José María Morelos y Pavón

El cura y generalísimo José María Morelos y Pavón, a la muerte de Hidalgo el 30 de julio de 1811, la bandera de la rebelión cruzó la Nueva España como un incendio moral, tuvo Hidalgo muchos sucesores, quizá ninguno como José María Morelos y Pavón.

Se cruzan sus destinos en dos momentos, el primero cuando Morelos solicita ingresar el 24 de agosto de 1791 en el Colegio de San Nicolás, cuyo rector era Miguel Hidalgo, la relación entre el discípulo y el maestro fue corta, Hidalgo en 1792 abandonó la rectoría para hacerse cargo del curato de Colima, no se sabe mucho de ese encuentro, salvo que Morelos ante los jueces afirmó que Hidalgo le dijo que la rebelión era justa.

En 1792 Hidalgo tenía 39 años, Morelos 27. Morelos recibió el bautismo el 4 de octubre de 1765, fue bautizado en la Catedral de Valladolid y se le asentó como español; en 1808 Morelos era cura de Carácuaro, allí le llega la noticia de que en el Ayuntamiento de la Ciudad de México, dado que el rey Fernando VII era prisionero de los franceses, en el Ayuntamiento se pidió que al faltar el poder del rey el gobierno debería ejercerse por los americanos.

Después del levantamiento de Hidalgo en Dolores, 15 y 16 de septiembre de 1810, Morelos se apresura en buscar a su antiguo rector, lo encuentra en Indaparapeo, Hidalgo vio en aquel cura erguido y rotundo la chispa de la insurgencia. Esa chispa de la insurgencia se encendió en el sur lo que hoy es el estado de Guerrero.

Inmediatamente Hidalgo escribe la siguiente credencial: “por la presente comisiono en toda forma a mi lugarteniente –Hidalgo había sido nombrado Generalísimo en Celaya el 22 de septiembre de 1810, al señor cura José María Morelos, cura de Carácuaro para que en las costas del sur levante tropas procediendo con arreglo a las instrucciones que le he comunicado”.

Acapulco, en suma, se convertía en la diana militar para Morelos, día 20 de octubre de 1810, el 24, sin respiro Morelos mandó forjar lanzas y con las escopetas que encontró alzó su primera guerrilla el 25 de diciembre de 1810. Dejaba tres hijos, Juan Nepomuceno Almonte, que tuvo con Brígida Almonte en 1803, y que sería un día la figura central del emperador Maximiliano de Habsburgo. José Victoriano, hijo de María Ramona Galván y otra hija que nació en 1809.

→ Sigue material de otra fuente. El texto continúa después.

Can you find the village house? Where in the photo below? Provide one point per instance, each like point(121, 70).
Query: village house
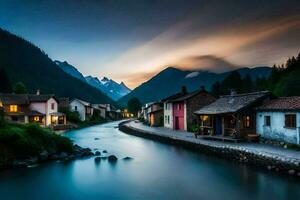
point(84, 108)
point(179, 108)
point(156, 114)
point(279, 120)
point(32, 108)
point(101, 108)
point(232, 116)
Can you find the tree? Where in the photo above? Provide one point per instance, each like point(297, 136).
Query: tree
point(216, 89)
point(247, 84)
point(19, 88)
point(2, 120)
point(134, 105)
point(5, 85)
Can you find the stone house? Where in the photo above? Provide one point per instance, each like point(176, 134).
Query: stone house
point(279, 120)
point(156, 113)
point(32, 108)
point(232, 116)
point(84, 108)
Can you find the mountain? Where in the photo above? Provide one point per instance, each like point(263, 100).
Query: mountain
point(25, 62)
point(170, 80)
point(108, 86)
point(71, 70)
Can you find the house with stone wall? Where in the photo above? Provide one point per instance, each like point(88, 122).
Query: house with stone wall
point(279, 120)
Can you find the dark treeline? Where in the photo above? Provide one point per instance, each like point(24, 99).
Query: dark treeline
point(22, 61)
point(283, 81)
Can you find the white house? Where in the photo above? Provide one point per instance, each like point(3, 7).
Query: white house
point(29, 108)
point(279, 120)
point(84, 108)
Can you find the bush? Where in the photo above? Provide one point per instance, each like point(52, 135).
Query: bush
point(24, 141)
point(2, 120)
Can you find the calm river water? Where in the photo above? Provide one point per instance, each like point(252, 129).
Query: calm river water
point(157, 171)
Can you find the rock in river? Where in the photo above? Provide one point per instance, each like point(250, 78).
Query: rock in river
point(112, 158)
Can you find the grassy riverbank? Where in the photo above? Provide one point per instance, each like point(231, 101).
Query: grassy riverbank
point(20, 142)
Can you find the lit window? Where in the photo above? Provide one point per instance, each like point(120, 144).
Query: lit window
point(36, 118)
point(52, 106)
point(13, 108)
point(290, 121)
point(267, 121)
point(247, 121)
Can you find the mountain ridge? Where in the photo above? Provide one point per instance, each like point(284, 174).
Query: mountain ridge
point(170, 80)
point(37, 71)
point(108, 86)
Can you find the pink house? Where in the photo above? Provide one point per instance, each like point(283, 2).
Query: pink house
point(184, 105)
point(178, 115)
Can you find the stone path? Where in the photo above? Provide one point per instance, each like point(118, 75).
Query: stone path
point(266, 150)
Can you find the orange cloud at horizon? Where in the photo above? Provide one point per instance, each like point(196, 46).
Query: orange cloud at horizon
point(235, 44)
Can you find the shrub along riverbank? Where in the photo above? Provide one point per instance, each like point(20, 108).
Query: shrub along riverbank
point(23, 145)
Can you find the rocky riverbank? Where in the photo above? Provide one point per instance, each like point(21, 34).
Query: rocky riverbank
point(237, 154)
point(46, 156)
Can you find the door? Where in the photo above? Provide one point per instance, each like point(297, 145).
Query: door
point(218, 126)
point(176, 123)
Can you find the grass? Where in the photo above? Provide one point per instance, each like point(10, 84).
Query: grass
point(25, 141)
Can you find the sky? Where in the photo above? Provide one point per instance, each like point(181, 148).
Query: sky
point(132, 40)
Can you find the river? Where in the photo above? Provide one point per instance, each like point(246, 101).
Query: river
point(157, 171)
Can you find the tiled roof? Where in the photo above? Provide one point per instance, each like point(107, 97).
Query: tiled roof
point(232, 103)
point(19, 99)
point(282, 103)
point(23, 99)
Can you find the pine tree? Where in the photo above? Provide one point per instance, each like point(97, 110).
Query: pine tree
point(5, 86)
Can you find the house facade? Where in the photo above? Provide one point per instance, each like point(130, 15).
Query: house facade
point(156, 114)
point(29, 108)
point(179, 108)
point(279, 120)
point(84, 108)
point(232, 115)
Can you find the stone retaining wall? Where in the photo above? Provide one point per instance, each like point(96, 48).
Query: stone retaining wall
point(270, 162)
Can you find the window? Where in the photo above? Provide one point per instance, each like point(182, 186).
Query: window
point(267, 121)
point(36, 118)
point(205, 120)
point(247, 121)
point(13, 108)
point(290, 121)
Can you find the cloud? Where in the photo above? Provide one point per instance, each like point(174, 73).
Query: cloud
point(215, 48)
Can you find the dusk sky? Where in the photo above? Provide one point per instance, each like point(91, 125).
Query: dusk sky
point(131, 40)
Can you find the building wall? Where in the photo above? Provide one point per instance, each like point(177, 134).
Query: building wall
point(178, 116)
point(277, 131)
point(80, 109)
point(195, 103)
point(168, 115)
point(49, 110)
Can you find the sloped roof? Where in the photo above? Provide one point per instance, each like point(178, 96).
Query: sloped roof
point(82, 102)
point(187, 96)
point(23, 99)
point(19, 99)
point(282, 103)
point(41, 97)
point(232, 103)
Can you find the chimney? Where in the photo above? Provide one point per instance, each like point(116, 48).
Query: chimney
point(232, 92)
point(183, 90)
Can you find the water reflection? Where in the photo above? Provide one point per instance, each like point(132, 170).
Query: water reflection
point(157, 171)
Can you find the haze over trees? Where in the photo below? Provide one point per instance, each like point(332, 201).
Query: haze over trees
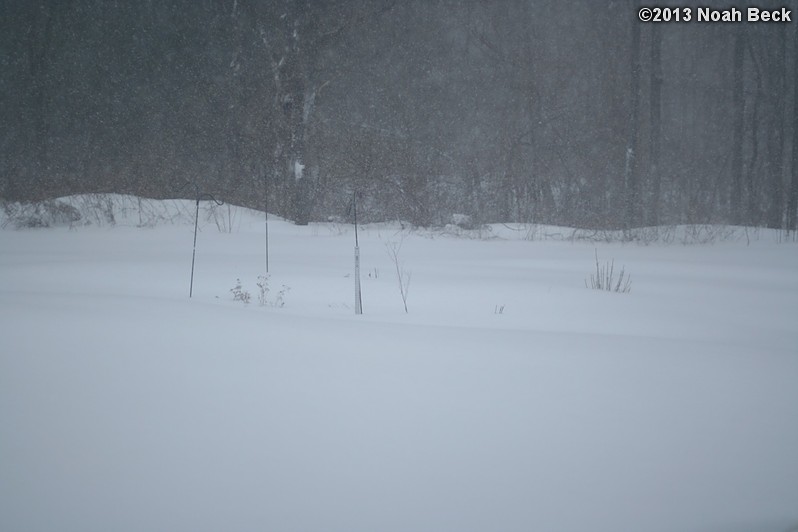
point(545, 111)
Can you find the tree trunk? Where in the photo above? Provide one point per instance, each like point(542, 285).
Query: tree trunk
point(738, 104)
point(792, 203)
point(655, 123)
point(632, 180)
point(776, 71)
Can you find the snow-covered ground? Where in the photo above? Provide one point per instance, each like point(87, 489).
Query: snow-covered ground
point(509, 398)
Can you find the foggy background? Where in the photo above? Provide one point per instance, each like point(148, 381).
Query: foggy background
point(571, 113)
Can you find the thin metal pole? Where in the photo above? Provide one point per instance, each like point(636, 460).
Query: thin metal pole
point(266, 208)
point(358, 299)
point(194, 252)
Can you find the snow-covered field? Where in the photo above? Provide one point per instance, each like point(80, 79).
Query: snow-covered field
point(509, 398)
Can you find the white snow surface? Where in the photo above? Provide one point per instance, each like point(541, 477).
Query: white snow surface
point(509, 398)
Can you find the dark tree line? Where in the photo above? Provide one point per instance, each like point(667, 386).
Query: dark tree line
point(545, 111)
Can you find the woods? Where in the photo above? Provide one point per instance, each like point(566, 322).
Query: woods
point(572, 113)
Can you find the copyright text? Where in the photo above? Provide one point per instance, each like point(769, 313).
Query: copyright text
point(708, 14)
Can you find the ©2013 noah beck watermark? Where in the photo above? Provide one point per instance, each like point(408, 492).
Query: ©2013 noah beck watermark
point(709, 14)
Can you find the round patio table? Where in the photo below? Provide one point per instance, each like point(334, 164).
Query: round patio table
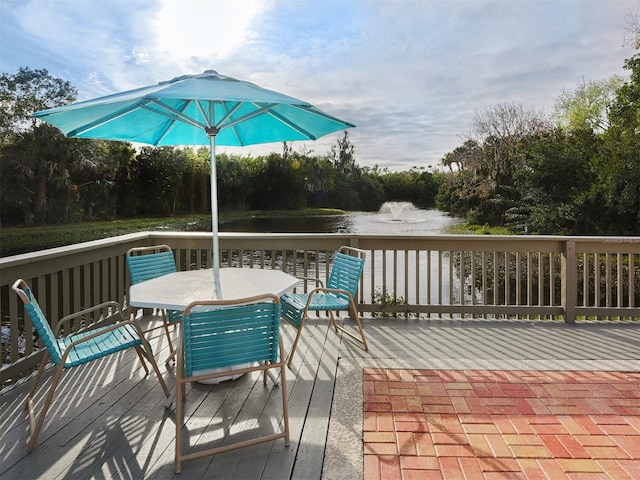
point(175, 291)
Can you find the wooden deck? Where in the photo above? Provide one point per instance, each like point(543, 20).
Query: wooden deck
point(109, 420)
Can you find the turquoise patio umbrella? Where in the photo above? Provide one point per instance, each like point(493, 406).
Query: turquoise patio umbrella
point(204, 109)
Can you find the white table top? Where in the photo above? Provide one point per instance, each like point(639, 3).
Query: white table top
point(177, 290)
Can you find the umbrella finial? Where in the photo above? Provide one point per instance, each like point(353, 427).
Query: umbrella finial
point(212, 131)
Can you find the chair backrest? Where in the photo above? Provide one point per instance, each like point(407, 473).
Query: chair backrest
point(145, 263)
point(38, 319)
point(230, 332)
point(346, 271)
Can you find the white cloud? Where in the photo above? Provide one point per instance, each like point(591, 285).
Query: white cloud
point(204, 30)
point(410, 74)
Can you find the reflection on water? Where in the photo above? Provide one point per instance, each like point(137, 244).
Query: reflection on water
point(429, 269)
point(400, 218)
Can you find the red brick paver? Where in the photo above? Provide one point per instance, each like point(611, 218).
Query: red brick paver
point(501, 424)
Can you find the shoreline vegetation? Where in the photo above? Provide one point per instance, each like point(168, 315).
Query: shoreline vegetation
point(15, 240)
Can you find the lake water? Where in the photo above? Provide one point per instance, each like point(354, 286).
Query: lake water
point(400, 218)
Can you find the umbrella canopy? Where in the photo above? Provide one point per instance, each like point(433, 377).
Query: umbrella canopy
point(204, 109)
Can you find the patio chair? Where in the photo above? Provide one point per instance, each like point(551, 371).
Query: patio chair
point(338, 295)
point(79, 348)
point(145, 263)
point(220, 338)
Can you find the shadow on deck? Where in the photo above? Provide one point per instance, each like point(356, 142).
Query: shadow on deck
point(109, 420)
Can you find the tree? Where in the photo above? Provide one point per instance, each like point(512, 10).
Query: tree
point(501, 128)
point(25, 93)
point(588, 106)
point(342, 155)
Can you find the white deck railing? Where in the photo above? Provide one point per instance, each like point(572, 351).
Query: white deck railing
point(449, 276)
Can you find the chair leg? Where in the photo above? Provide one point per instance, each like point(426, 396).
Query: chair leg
point(179, 422)
point(283, 387)
point(297, 339)
point(34, 426)
point(165, 322)
point(152, 360)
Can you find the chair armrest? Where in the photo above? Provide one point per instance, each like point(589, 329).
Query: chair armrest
point(116, 310)
point(104, 330)
point(312, 279)
point(326, 290)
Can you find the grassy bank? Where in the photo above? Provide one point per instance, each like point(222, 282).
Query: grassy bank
point(472, 229)
point(15, 240)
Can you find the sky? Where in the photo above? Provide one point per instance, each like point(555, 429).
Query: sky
point(409, 74)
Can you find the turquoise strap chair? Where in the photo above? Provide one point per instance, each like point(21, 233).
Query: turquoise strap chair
point(145, 263)
point(79, 348)
point(226, 338)
point(338, 295)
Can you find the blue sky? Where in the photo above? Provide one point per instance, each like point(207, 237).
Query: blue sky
point(410, 74)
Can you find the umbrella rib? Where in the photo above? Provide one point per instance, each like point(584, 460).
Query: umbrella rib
point(228, 114)
point(255, 113)
point(207, 121)
point(106, 119)
point(165, 131)
point(293, 126)
point(311, 109)
point(172, 113)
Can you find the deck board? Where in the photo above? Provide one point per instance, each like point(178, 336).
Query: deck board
point(109, 419)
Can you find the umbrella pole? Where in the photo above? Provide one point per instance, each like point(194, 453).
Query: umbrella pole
point(214, 217)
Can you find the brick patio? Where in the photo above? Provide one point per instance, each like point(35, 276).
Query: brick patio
point(479, 424)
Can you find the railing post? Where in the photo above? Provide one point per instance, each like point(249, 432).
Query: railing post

Morelos no dudó, dijo sin más, que Hidalgo, su maestro, le había dicho que la causa de la insurgencia era justa, iniciaba así su primera campaña el 25 de octubre de 1810. El minúsculo ejército de Morelos crecería como la espuma, su meta era Acapulco y las costas del sur, en el camino, como un viento de revoluciones cruzadas, le llegaron noticias de que las Cortes de Cádiz en España proclamaban con los diputados americanos la libertad de prensa, era una revolución que cruzaba el océano.

El 11 de noviembre de 1810, Morelos acampaba en Pie de la Cuesta, había pedido al cura que le remplazaba en Carácuaro que se le reservase la tercera parte de los ingresos de la parroquia, no volvería nunca, la guerra de insurgencia se transformaba en una guerra de ideas que tenía una escala, la América entera y distinta, desigual y compleja.

Hidalgo era un criollo refinado de ojos verdes y una cultura universal para su tiempo. Morelos de sangre india, negra y española, procedía del gran crisol del mestizaje, valiente y prudente le presentaba el gran remolino de la revolución social aspirando a una nueva Constitución, la haría, la culminaría en Chilpancingo, en el alud tumultuario de la conciencia.